TARİKAT GERÇEĞİ

Ali Bayramoğlu ([email protected] )
9.2.01 SABAH

Esad Çoşan"ın cenazesi ülkenin en önemli sorunlarından birisi haline geldi. Günlerdir gazetelerin birinci sayfalarını cenaze haberleri, Nakşibendiliği anlatan yorumlar, Özal'ın ve diğer siyasetçilerin "tarikat müritliği"ni tartışmaya açan yazılar kaplıyor. Devlet ve siyasetin de en önemli gündem maddelerinden biri haline geldi cenaze...

Kim ne derse desin, bu gelişmeler "siyaset-din" ve "siyaset-toplum" arasındaki doğal kanallara işaret ederek, kendiliğinden hayatiyet kazandırması itibariyle, "28 Şubat"tan bu yana esen en ciddi "28 Şubat karşıtı rüzgâr"dır.

Çünkü, gücünü "siyaset"ten değil, "toplumsal"dan ve "çıplak gerçekler"den almaktadır.

Erbakan'ın, başbakanlık konutunda tarikat liderlerine yemek verdiği için salvo ateşine tutulduğu, bu yemeğin RP kapatılma davasında laiklik karşıtı odak olmanın kanıtı olarak kullanıldığı günler daha dün gibi. Tarikatler, "irtica yuvaları", "fesat ocakları" olarak hâlâ takipte. Devletin hazırladığı binlerce sayfalık listelerde valilerden emniyet müdürlerine kadar tüm kamu görevlileri tarikat mensubu olup olmadıklarına göre tasnif ediliyor, işten çıkarılıyor.

Öte yandan ülkenin en ünlü Nakşibendi dergâhı şeyhinin Süleymaniye'ye gömülmesi için siyasetçilerin, partilerin, bakanların, Başbakan'ın seferber olduğuna tanıklık ediyoruz. Birkaç gün sonra cenazede on binlerce insanın yürüdüğüne de şahit olacağız.

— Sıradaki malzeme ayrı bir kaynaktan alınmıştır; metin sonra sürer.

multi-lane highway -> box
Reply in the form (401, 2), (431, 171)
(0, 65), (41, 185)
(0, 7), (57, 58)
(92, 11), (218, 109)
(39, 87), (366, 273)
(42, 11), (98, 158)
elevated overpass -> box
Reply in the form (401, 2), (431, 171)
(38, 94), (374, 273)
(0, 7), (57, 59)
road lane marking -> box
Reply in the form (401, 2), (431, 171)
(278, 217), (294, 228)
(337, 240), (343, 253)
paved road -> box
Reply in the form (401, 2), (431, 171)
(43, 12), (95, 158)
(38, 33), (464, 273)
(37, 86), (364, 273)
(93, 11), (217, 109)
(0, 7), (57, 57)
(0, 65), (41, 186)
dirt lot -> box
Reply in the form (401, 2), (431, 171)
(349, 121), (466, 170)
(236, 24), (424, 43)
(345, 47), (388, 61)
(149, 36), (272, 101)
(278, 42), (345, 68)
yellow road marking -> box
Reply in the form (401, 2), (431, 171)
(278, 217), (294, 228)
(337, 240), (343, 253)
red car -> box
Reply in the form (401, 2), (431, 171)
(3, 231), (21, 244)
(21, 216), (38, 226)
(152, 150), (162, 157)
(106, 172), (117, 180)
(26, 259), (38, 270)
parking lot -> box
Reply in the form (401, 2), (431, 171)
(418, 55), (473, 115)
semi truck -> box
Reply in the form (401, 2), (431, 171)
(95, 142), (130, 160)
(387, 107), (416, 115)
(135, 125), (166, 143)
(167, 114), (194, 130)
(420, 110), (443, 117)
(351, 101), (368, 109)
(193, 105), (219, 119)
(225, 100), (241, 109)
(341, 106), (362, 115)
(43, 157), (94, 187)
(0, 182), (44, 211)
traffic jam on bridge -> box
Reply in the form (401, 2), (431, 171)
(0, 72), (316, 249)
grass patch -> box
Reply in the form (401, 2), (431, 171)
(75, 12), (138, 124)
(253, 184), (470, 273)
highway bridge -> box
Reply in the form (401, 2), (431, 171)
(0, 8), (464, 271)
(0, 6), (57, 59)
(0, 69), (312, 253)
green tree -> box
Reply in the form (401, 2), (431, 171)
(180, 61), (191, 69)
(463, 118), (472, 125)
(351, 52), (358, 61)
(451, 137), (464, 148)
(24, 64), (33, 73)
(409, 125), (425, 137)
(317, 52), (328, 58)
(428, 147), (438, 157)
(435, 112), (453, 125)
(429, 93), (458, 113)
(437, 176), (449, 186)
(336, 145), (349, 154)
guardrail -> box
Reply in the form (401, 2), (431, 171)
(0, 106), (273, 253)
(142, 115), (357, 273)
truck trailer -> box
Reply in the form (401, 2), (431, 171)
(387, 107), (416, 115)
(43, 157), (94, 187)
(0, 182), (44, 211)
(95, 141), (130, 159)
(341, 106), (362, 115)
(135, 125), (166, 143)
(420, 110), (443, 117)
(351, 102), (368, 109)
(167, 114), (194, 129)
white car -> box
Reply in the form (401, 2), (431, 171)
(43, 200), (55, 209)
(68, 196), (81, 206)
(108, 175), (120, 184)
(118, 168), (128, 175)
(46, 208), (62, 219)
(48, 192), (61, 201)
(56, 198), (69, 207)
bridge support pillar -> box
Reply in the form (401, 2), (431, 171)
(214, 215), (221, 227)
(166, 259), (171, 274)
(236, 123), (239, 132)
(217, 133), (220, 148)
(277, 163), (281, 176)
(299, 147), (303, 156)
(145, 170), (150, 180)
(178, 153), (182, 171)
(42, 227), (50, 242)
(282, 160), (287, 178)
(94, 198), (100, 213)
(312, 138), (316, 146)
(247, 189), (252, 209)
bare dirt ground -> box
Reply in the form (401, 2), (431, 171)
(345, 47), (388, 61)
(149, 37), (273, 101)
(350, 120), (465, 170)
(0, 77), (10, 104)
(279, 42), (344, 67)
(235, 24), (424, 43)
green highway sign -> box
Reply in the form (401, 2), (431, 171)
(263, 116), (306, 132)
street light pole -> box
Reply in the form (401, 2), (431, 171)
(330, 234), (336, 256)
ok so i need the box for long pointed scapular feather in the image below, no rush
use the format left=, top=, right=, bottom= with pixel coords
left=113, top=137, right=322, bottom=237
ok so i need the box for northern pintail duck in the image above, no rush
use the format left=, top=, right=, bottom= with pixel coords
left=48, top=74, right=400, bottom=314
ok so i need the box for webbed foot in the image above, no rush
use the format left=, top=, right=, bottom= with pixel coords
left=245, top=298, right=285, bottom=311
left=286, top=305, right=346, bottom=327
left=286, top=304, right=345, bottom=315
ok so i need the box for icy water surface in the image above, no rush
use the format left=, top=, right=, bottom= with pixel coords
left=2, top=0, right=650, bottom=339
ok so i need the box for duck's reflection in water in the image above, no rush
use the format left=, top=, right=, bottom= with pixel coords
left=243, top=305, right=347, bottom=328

Görülüyor ki, siyasi nitelikli asayiş tespitleri ve tedbirleri, sosyal gerçekleri ortadan kaldırmıyor. İstendiği kadar takibe uğrasın yasaklansın, yasaklardan dolayı yok sayılsın, "toplumsal olan, kendi işlevleri tükenmedikçe buharlaşmıyor".

Din bu ülkenin en ağır toplumsal gerçeklerinden birisidir.

Bu gerçeğin örgütlenmesinde en ağır eşik ise tasavvuftur ve tarikatlerdir. Bu eşiğin, İslamı deruni bilgiye "rehber"le ulaşma geleneğiyle ilgisi var. "Türk siyasi adetleri"yle, "Osmanlı devlet zihniyeti"yle ilgisi var. Sosyal kurumların olmadığı, "ataerkil otorite anlayışı"nın siyasi kültürün özünü oluşturduğu, devletten ekonomik gruplara hemen her birimin "cemaatimsi özellikler" taşıdığı bir toplumda, siyasetle, dayanışma ihtiyacıyla, daha da öte, "toplumsal seyyaliyet gereksinimi"yle ilgisi var. Din eğitiminin uzun yıllar sistemin dışına itilmesiyle ilgisi var. Tarikatlerin "miliyetçi-devletçi özellikleri"yle ve kendilerini koruma güdüsüyle ilgisi var. Bu güdüden hareketle makro siyasetin içinde kurum olarak değil ama şahıslar olarak yer arama gelenekleri, bu geleneğin Türk sağ siyasetini beslemesiyle ilgisi var.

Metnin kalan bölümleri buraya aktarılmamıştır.